Begitu pula Allah mengakhiri hidup manusia melalui berbagai penyakit yang berjangkit di dunia ini, selain memang penyakit itu merupakan wabah untuk mengakhiri hidupnya seseorang tapi mungkin saja itu merupakan azab yang akan mengakhirinya, bagaimana mudahnya Allah menciptakan dan memusnahkan makhluk-Nya karena memang semuanya berada di atas kekuasaan-Nya, tak satupun makhluk dapat lari dari ketentuan-Nya.
            Ya Mumit, Allah yang mematikan, kematian bagaimanapun yang mengakhiri kehidupan kami, maka matikanlah kami ya Allah dalam keimanan kepada-Mu, berilah kami kesempatan untuk bertaubat, mensucikan diri dari segala salah dan dosa yang kami lakukan selama ini, kalaulah bukan karena rahmat-Mu kepada kami maka sia-sialah hidup kami bila tanpa iman dan amal shaleh yang kami bawa ke alam akherat.

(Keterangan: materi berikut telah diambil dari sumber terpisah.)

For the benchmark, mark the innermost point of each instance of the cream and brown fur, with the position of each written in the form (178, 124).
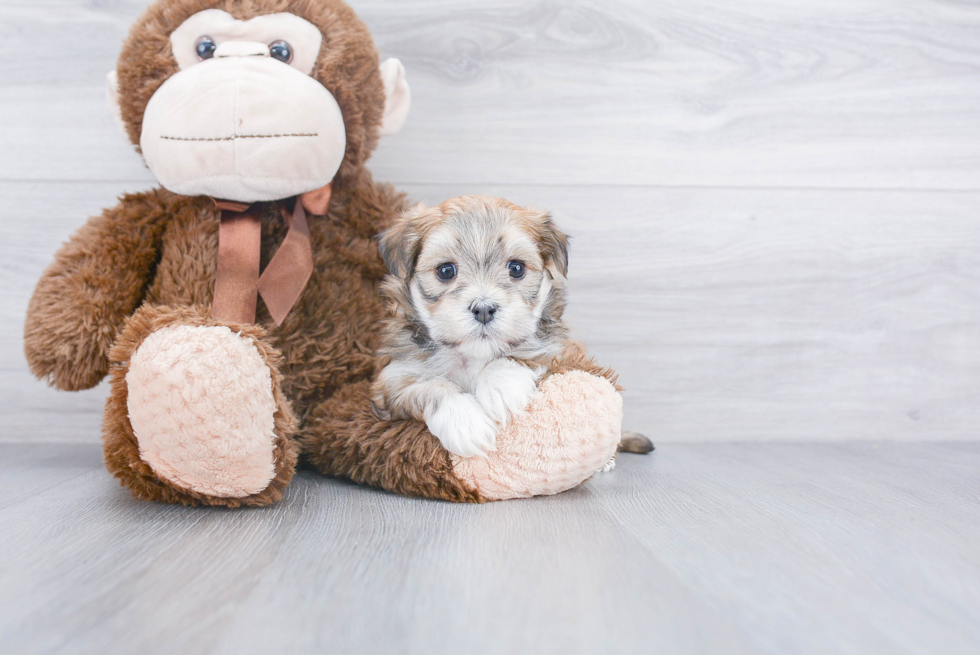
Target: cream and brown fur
(466, 350)
(148, 264)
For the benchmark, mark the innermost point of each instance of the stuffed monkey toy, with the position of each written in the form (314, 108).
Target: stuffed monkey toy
(236, 308)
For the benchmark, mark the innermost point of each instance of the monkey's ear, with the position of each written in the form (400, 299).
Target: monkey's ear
(112, 96)
(554, 245)
(398, 97)
(400, 244)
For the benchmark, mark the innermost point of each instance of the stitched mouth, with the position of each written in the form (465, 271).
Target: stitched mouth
(237, 136)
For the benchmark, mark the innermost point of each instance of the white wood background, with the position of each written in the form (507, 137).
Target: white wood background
(775, 204)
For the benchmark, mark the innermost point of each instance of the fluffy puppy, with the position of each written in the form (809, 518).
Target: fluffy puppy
(475, 299)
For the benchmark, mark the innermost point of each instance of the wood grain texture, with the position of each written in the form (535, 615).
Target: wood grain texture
(730, 314)
(698, 548)
(854, 94)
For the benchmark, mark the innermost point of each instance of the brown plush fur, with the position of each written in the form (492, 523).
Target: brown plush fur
(347, 65)
(150, 262)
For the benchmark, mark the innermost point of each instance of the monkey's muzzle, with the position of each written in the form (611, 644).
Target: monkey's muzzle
(247, 129)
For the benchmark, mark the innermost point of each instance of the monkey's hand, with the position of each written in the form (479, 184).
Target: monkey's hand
(96, 281)
(461, 425)
(504, 388)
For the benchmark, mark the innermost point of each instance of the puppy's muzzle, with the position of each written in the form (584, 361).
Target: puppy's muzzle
(484, 311)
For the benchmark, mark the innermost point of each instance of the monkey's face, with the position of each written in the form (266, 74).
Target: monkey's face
(243, 118)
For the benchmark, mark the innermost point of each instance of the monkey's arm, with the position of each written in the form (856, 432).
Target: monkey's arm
(97, 279)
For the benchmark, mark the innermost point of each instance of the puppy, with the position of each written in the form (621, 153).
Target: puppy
(475, 299)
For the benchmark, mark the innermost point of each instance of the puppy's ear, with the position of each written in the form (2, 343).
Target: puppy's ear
(400, 244)
(554, 244)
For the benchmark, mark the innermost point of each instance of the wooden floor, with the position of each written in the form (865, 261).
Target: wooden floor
(697, 548)
(776, 218)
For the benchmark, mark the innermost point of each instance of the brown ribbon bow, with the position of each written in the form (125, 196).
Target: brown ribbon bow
(238, 283)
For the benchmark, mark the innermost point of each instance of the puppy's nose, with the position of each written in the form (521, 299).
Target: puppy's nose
(484, 311)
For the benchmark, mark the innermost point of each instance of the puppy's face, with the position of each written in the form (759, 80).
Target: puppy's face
(479, 271)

            Ya Allah, yang mematikan makhluk-Nya, terlalu banyak dari makhluk-Mu yang mengaku beriman, beragama islam tapi mereka masih asyik dengan kemusyrikan, kemaksiatan dan dosa yang dilakukan, sadarkanlah kami ya Allah atas kesalahan dan dosa kami, jadikanlah kami adalah hamba-Mu yang mudah kembali kepada kebenaran, tuntunlah kami dengan hidayah-Mu sehingga dikala kami mengakhiri hidup ini, kami pergi dengan senyum terkembang sedangkan orang yang kami tinggalkan dalam keadaan sedih dan menangis, jangan sebaliknya ya Allah, betapa banyak dari hamba-Mu dikala mengakhiri hidupnya, dia menangis karena tidak ada iman dan amal shaleh yang dapat dipersembahkan kepada-Mu, sementara orang gembira dengan kematiannya karena selama ini hidupnya membuat resah, membuat takut dan membuat rusak di dunia ini.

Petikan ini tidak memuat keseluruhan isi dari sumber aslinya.